Isolation and cellular properties of mesenchymal stem cells from human periosteum
Article Category: Original article
Published Online: Feb 04, 2017
Page range: 777 - 785
DOI: https://doi.org/10.5372/1905-7415.0706.240
Keywords
© 2017
This work is licensed under the Creative Commons Attribution-NonCommercial-NoDerivatives 4.0 License.
Background: Cell-based therapy has achieved good functional recovery for tissue repair. Mesenchymal stem cells (MSCs) exhibit multilineage potential, long-term viability, and capacity for self-renewal. Periosteum-derived mesenchymal stem cells (PD cells) may be an attractive cell source for tissue engineering because of their easy accessibility and reduced ethical concerns.

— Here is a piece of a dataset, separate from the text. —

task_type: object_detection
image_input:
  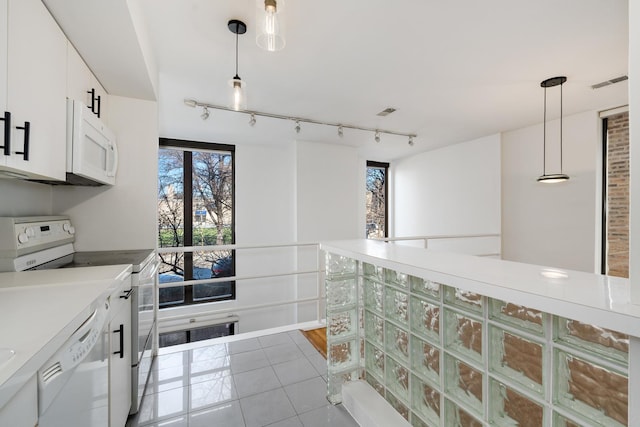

Objectives: To isolate and investigate the phenotypic and functional characteristics of mesenchymal stem cells derived from human periosteum. We also examined the differentiation of PD cells with a trilineage differentiation assay to determine whether they were MSCs.
Materials and Methods: Periosteum-derived cells were cultured in osteogenic, chondrogenic or adipogenic media to evaluate their multilineage differentiation potential. Adherent fibroblast-like cells were analyzed by flow cytometry for MSC cell surface markers. Differentiation of PD cells into osteogenic, chondrogenic, and adipogenic lineages was also evaluated by von Kossa, Alizarin red, Alcian blue, and oil red O stains, respectively. Expression of mesenchymal stem cell markers were assessed using reverse transcriptase-polymerase chain reaction (RT-PCR) analysis.
Results: We successfully isolated and expanded MSCs from human periosteum. Flow cytometry revealed that PD cells were positive for mesenchymal adhesion cell markers (CD29, CD44, CD90, and CD105) and negative for hematopoietic markers (CD34 and CD45). In osteogenic differentiation, calcium accumulation (positive von Kossa and Alizarin red) and RUNX2, alkaline phosphatase, collagen type I, osteopontin genes were detected. In adipogenic differentiation, the cells displayed oil red O positive and expressed lipoprotein lipase and peroxisome proliferator-activated receptor-gamma (PPAR-γ) associated with adipogenesis. The cells grown in chondrogenic conditions were positively stained for Alcian blue and expressed SOX-9.
Conclusion: PD cells presented osteogenic, chondrogenic, and adipogenic differentiation abilities in vitro and could provide an alternative cellular source for tissue repair in clinical applications.